Пьер сказал это, но не уходил. Слова «до свидания» смутили обоих. Андре поглядел – не было Пьера-отца, Пьера-инженера, всех этих разговоров о Дессере, о социалистах, о войне. Перед ним стоял школьный товарищ, озорник и мечтатель, который когда-то предлагал двенадцатилетнему Андре уехать в Гренландию. И Андре сказал:
– Помнишь, ты хотел в Гренландию? За китами. Смешно! А тебя, наверно, тоже призовут. Перебьют нас, как мух, это наверняка. Почище Вердена… Но это не важно. Хорошо, что ожидание кончилось: так больше нельзя жить. Теперь какая-то развязка. Стихи есть, не знаю чьи: «Обманутой дано мне умереть…» Но ты понимаешь, что самое смешное? Давно это было, в нашем кафе ко мне немец подсел, классический – голубые глаза, сзади все выбрито. Я думал – эмигрант, нет, немец как немец. Рыбами занимался. Ему мои пейзажи понравились. Он тогда напился и уверял, что обязательно будет война и что немцы разрушат Париж. Чудак! Мне смешно, что его, наверно, тоже призвали. Значит, он – на меня… Ну разве не дерьмо? Но я, Пьер, счастлив, что-то кончилось. Война – так война…
Они простились.
12
Бретейль едва держался на ногах; глаза у него были красные от бессонных ночей. Поддерживали его железное сложение и воля: нужно во что бы то ни стало добиться компромисса. С Германией можно договориться. Главное – порвать пакт с Москвой. А события быстро разворачивались; Гитлер не хотел ждать: «ангел мира» напрасно летал над растерянной Европой; во Франции могикане Народного фронта требовали отпора. Бретейль писал статьи и листовки, беседовал с дипломатами, наставлял «верных», а через генерала Пикара руководил штабами.

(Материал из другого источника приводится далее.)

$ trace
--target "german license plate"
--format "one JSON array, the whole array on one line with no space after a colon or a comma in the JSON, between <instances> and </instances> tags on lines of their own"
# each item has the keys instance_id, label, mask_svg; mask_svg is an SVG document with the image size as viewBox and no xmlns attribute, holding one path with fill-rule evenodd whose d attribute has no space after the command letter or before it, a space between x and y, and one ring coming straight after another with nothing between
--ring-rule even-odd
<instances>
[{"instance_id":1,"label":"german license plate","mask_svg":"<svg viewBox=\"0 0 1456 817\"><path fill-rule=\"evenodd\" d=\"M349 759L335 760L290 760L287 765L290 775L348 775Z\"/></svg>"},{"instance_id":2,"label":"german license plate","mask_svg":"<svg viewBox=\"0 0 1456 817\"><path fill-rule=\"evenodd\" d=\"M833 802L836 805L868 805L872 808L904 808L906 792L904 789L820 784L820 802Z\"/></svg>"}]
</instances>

Париж затемнили. И в темноте сновали доверенные Бретейля, увещевая или науськивая:
– Чехословаки сами виноваты. Войны хотят богатые евреи.
– Мандель за войну. А его настоящая фамилия Ротшильд. Бенеш ему заплатил… А наших детей гонят на убой!
– У немцев сто тысяч самолетов. Они раздолбят Париж в первый же день…
На Восточном вокзале царила суматоха: то и дело отходили поезда с запасными. Некоторые подымали кулаки, пели, говорили: «Надо показать немцам, что не все ползают на брюхе». Другие угрюмо бормотали: «Нам-то зачем лезть…» Женщины плакали. Здесь было раздолье фашистам; они говорили, что мобилизацию объявили незаконно, что чехословаки сами нарушили договор и французам на них наплевать.
Как в начале испанской войны, Париж разделился на два лагеря. На Елисейских полях торжествовало «миролюбие»: проклинали ужасы войны, взывали к гуманности, даже к братству. Люди легко забывали не только свои недавние слова, но и свою биографию, традиции среды, мифы касты. Тупая ненависть к «лодырям» (так фашисты продолжали называть рабочих) оказалась сильнее всего. Колониальные офицеры, проделавшие кампанию в Рифе, самодуры, подводившие солдата под расстрел за ничтожный проступок, теперь клялись, что ничто не может оправдать кровопролития. Академики, еще вчера чванливо толковавшие о «непобедимой Франции», жившие цитатами из маршала Фоша, утверждали, что воевать нельзя: стоит немцам дунуть, и, как карточный домик, полетит вся линия Мажино. А уроженец Лотарингии Бретейль, для которого лучшим часом его жизни было вступление французского отряда в Метц, говорил: «Вопрос о границах отходит на задний план по сравнению с защитой нашей западной цивилизации от большевиков».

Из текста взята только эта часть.